Even firing once per trigger pull, you can empty a half-dozen 30-round magazines in a few minutes’ time, a incredibly destructive rate of fire compared to that envisioned by the Founding Fathers when they voted on the Second Amendment.

One can readily see the difference between slaughtering a room full of theater-goers with an AR15 and trying to do the same thing with a musket.

But Pratt thinks gun-control laws are nutty.

Tell me you are going to see many mass murders by single shooters armed with muskets. And then convince me you are not nutty, Mr. Pratt.

But it is too late for that, as the rest of Pratt’s conversation demonstrates, with he and Eliason indulging in an all-too-familiar intellection circle-jerk:

Pratt: It’s the talk of a dictator, ‘I will do what I want, whatever seems right in my own eyes I’m going to do,’ and the idea that there’s any restraints imposed by the Constitution is simply not acceptable to the ruling crowd in Washington and they’re getting bolder because now they don’t have to stand for re-election. I believe, first of all, they understand they probably don’t have the votes in the Congress so why make their Democrat buddies go walk the plank and vote against the Second Amendment, they remember what happened in ’94 when that happened and I don’t think they want a repeat of that.

But what they may not understand is that people are watching. If there is an executive order issued in lieu of congressional action, which would be unconstitutional either way, then I’m hearing such resentment and anger and opposition that their simply going to lose any credibility the federal government might have had. It’s going to be a byword, it’s going to be a joke and people are not going to obey such an outrageous executive order.

Eliason: People would be marching in the streets.

Pratt: That would be the nicest thing that would happen.

Eliason: The frightening thing is this: if the President makes such an executive order and seeks to enforce it, is the military or who is there to enforce it if the order goes through?

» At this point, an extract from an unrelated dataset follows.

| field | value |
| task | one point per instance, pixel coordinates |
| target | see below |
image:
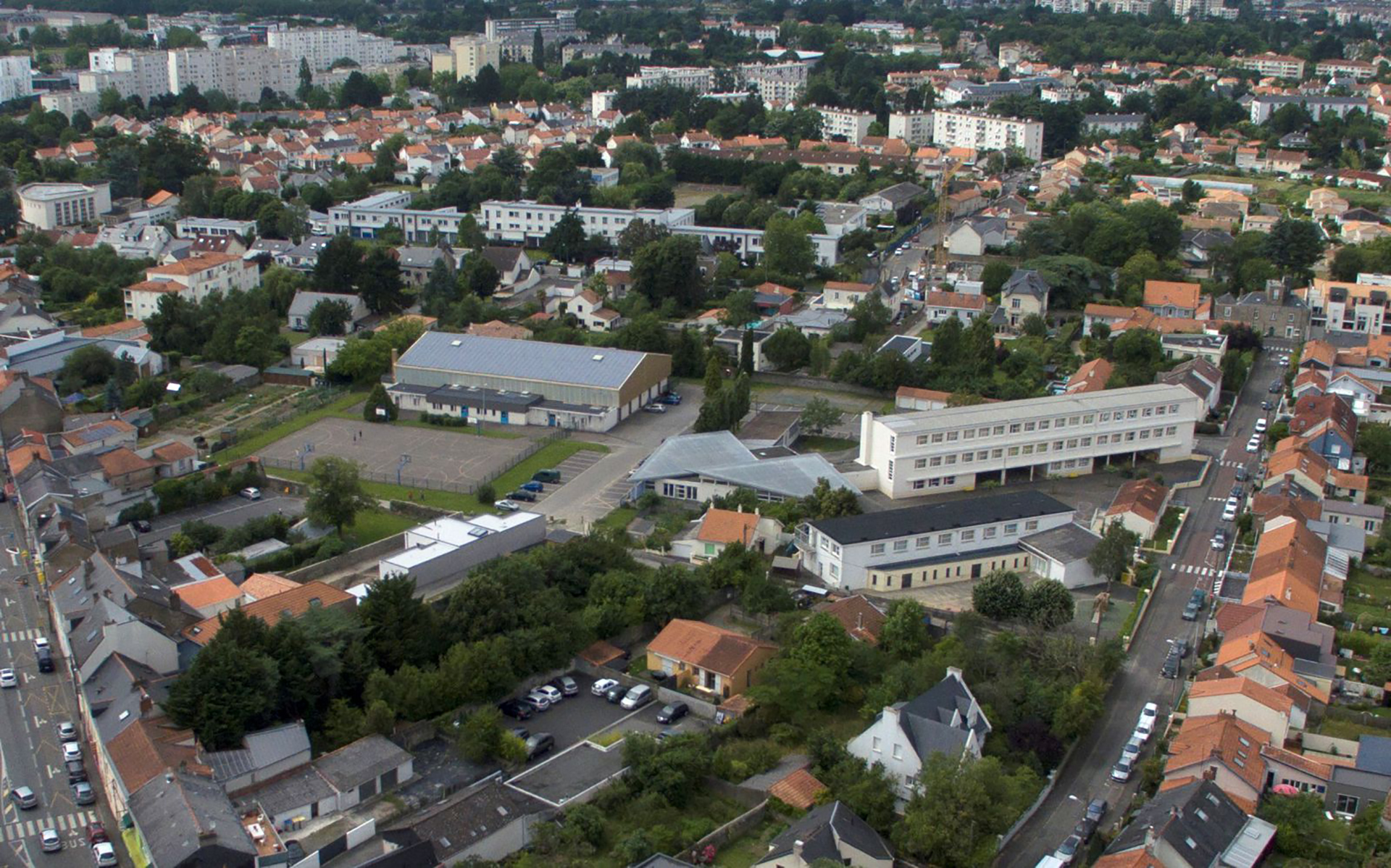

Pratt: Then he has to ask how many of those police officers and soldiers would actually carry out such an obviously outrageous order. We had consequences rightly come to Lt. Calley for the slaughter of the people of the little village of My Lai and we hung Germans for following orders after World War II.

Perhaps Pratt and Eliason should buy homesteads in the Citadel (and take Pat Buchanan with them). They would no doubt be happier in the natural habitat of white supremacist, gun-fanatic survivalists who think they’re the last best hope for the Anglo-Saxon race.

What I want to know is, why the guys who claim they are exemplars of the Anglo-Saxon race, not only not look like Brad Pitt or Chris Hemsworth, but are inevitably mental rejects?